Zijn onderwijscarrière eindigde helaas te vroeg, en de manier waarop het eindigde heeft ook zijn sporen nagelaten. In deze tijd heeft hij wel heel veel steun gehad van zijn vrienden, die hem ook in Magnushof nog regelmatig bezochten, en dan speciaal Ton Frigge, die altijd voor een lichte noot zorgde, Pé Hof zijn trouwe automonteur, Jaap Dekker, zijn vriend uit het kerkbestuur, zijn “beste vriendin” Riet Pronk, en zijn loopmaatje Cor Kruyer met wie hij 24 jaar lang de duinen in Petten onveilig heeft gemaakt. Ook vond hij een nieuwe uitlaatklep in de vele hobby’s die hij had. Onder andere de ramen van deze kerk heeft hij in zeven jaar tijd met veel geduld en passie, gerestaureerd en de verdere restauratie van de kerk als vice-voorzitter van het kerkbestuur begeleid. Met zijn glas-in-lood hobby kon hij ook zijn onderwijskwaliteiten inzetten. Veel andere hobbyisten heeft hij glas-in-lood geleerd. Nog meer werd hij weer docent op het seminarie in Nieuwe Niedorp waar hij 20 jaar lang de buitenlandse priesters in opleiding niet alleen Nederlands doceerde maar ook de Nederlandse cultuur en gewoontes bijbracht. De band met hen was erg hecht en we zijn als familie ontzettend dankbaar voor de steun die hij en wij van hen hebben ontvangen in de laatste levensfase van mijn vader. Op zijn sterfbed is hij zo vaak gezegend dat wij ervan overtuigd zijn dat hij het mooiste plekje in de hemel krijgt.
Mijn vaders grootste, onontdekte, passie kwam op het moment dat de kleinkinderen geboren werden. Zes in totaal: Carlijn, Floris, Sophie, Thomas, Tjibbe en Luc. Met allemaal heeft hij een eigen, speciale band opgebouwd. Zijn gekkigheid stond voorop maar ook voor raad en daad konden ze bij hem terecht.

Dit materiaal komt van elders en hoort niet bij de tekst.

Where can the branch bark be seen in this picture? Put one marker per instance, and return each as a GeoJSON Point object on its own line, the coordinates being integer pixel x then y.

Helaas liet zijn gezondheid hem de laatste jaren in de steek en zelfs de dagopvang bij zijn vrienden van de Iep konden niet voorkomen dat hij niet meer thuis kon wonen. Hij werd eerst fantastisch opgevangen in Den Koogh in Den Helder en vanaf april tot aanhet einde liefdevol verzorgd op Neskaag Noord in Magnushof. Daar zijn we als familie heel dankbaar voor. Ook mijn vader bedankte hen menigmaal, waarbij hij soms even overschakelde naar het Russisch, de taal die hij na zijn onderwijscarrière ging leren om zijn geest scherp te houden.
Gedurende deze laatste maanden is de band met de kleinkinderen alleen maar sterker geworden. Hun talrijke bezoekjes gingen altijd gepaard met grappen en grollen, tot de laatste snik. Zij hebben dan ook allemaal, ieder op hun eigen manier, afscheid kunnen nemen van hun “Oop”. Ook hebben we nogmaals kunnen zien hoe diep de liefdevolle band was tussen onze ouders, want bij het woord ‘Moeder’ of ‘Clara’ stroomden vaders tranen voor “De Dame” rijkelijk over zijn wangen.
Lieve pap,bedankt voor alle mooie jaren.